Qui non sono solo le quantità di sangue e di viscere a causare disagio, ma in larga misura gli evidenti paralleli con l’era coloniale.

Espressione raffinata. Piace Sono Keller er Safari un film che porta la chiara firma di Ulrich Seidl come regista, sia nella forma che nel contenuto. Ora, ha sicuramente avuto uno stile distintivo nel corso della sua carriera, e ovviamente il rispetto è dovuto a un regista che continua a coltivare la sua espressione distintiva in modo così intransigente.

Allo stesso tempo si sente Safari come qualcosa ovvio film dal lato di Seidl, ancora una volta simile a Sono Keller. Inoltre, sembra un po' troppo semplice, il che forse è anche una conseguenza della suddetta purificazione. Non rimane molto dell'ambivalenza stimolante del lungometraggio di Seidl Paradiso: amore, che raffigurava donne austriache di mezza età in cerca dell'amore di giovani africani – e in cui nessuno dei personaggi era del tutto comprensivo o antipatico. (Un film che, come tutti i lungometraggi di Seidl, ha preso molto dal genere documentario, poiché i suoi documentari spesso contengono anche pura messa in scena.)

Noi e loro? Questa volta, invece, Seidl sottolinea la distinzione tra “noi” e “loro” (che naturalmente era fortemente presente anche in Paradiso: amore) in modo così robusto che ci ritroviamo piuttosto con due diversi tipi di "loro", dove uno è coloni immangiabili e l'altro è ridotto a comparse. Manca così l'umanesimo che risplendeva attraverso tutta l'oscurità dei film di Seidl, e che li rendeva qualcosa di molto più complesso e inquietante di semplici safari superficiali nei lati oscuri dell'umanità.

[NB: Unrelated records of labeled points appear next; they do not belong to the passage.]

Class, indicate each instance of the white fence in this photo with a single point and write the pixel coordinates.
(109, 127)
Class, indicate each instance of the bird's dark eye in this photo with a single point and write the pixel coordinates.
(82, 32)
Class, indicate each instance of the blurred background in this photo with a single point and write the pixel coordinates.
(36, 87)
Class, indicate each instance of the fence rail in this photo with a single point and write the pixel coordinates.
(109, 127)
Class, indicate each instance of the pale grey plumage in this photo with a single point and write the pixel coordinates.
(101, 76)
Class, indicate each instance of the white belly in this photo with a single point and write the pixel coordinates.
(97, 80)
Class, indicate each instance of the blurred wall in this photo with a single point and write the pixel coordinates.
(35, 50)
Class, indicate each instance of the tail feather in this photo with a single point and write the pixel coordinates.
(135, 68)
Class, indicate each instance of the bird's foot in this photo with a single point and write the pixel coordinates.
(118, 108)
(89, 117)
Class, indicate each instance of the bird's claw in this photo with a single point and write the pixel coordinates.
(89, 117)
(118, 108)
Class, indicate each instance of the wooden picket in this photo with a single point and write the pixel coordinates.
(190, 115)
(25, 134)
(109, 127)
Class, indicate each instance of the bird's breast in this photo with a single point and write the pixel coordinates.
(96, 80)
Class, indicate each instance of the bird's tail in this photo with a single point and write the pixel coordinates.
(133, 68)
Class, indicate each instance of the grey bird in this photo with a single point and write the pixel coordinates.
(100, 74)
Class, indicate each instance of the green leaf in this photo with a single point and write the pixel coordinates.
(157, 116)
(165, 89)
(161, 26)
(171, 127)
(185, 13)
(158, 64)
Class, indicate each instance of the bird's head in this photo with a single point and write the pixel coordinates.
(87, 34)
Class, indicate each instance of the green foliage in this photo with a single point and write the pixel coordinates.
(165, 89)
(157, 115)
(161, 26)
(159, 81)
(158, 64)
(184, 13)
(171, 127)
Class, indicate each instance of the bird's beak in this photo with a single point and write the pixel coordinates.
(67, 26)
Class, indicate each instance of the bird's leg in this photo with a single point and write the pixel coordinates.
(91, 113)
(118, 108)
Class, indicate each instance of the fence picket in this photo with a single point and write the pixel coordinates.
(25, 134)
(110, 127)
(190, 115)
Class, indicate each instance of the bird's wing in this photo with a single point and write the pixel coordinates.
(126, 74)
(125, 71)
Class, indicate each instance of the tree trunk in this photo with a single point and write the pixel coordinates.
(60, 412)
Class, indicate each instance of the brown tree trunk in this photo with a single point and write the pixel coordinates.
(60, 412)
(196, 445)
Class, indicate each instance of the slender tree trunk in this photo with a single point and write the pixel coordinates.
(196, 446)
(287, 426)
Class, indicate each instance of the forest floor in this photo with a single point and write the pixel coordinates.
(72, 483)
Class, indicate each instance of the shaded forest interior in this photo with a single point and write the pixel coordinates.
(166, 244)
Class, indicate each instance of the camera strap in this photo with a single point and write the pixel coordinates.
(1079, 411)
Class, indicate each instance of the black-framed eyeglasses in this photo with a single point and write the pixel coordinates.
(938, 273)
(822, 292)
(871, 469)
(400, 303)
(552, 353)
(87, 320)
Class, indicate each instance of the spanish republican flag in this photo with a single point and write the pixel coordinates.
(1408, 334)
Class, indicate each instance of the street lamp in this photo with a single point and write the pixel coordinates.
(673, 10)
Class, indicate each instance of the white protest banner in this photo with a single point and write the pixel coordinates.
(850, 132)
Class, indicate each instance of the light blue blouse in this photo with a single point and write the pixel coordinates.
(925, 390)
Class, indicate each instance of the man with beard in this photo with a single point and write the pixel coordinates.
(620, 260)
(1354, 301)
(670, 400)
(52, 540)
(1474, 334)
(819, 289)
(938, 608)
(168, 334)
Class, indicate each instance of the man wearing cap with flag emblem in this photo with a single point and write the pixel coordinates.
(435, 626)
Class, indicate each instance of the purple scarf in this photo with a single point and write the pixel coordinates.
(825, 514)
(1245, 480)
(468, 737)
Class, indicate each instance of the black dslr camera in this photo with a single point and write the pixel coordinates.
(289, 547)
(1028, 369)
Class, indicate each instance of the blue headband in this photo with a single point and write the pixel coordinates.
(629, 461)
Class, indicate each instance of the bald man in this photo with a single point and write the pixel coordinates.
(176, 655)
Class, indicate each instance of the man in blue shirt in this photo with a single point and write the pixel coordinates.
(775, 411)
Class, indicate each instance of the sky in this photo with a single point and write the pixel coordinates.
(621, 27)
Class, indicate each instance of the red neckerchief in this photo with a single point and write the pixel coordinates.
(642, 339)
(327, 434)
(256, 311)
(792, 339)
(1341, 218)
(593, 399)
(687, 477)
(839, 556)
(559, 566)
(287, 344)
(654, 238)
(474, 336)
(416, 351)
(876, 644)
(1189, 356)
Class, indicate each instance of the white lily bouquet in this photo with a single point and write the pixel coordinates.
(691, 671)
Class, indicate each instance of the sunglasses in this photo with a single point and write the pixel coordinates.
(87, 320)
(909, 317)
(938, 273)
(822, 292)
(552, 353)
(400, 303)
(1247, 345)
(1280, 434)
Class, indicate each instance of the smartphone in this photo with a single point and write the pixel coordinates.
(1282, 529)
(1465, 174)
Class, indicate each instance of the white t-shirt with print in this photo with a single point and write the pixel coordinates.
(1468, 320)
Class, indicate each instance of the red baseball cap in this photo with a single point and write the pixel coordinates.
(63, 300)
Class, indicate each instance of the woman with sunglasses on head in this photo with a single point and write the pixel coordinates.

"Il mondo sarebbe stato migliore senza le persone", è Safaris ultima linea. Non credo che Ulrich Seidl sia d'accordo con questa affermazione, ma è un po' troppo facile pensarlo vedendo il suo ultimo film. E allora probabilmente è giunto il momento per lui di mettersi alla prova aggiungendo il suo prossimo safari su un terreno meno familiare.

Il film sarà proiettato al festival europeo del cinema documentario Eurodok al Cinemateket di Oslo, organizzato dal 29.3.–2.4.

Aleksander Huser
Aleksander Huser
Huser è un critico cinematografico regolare in Ny Tid.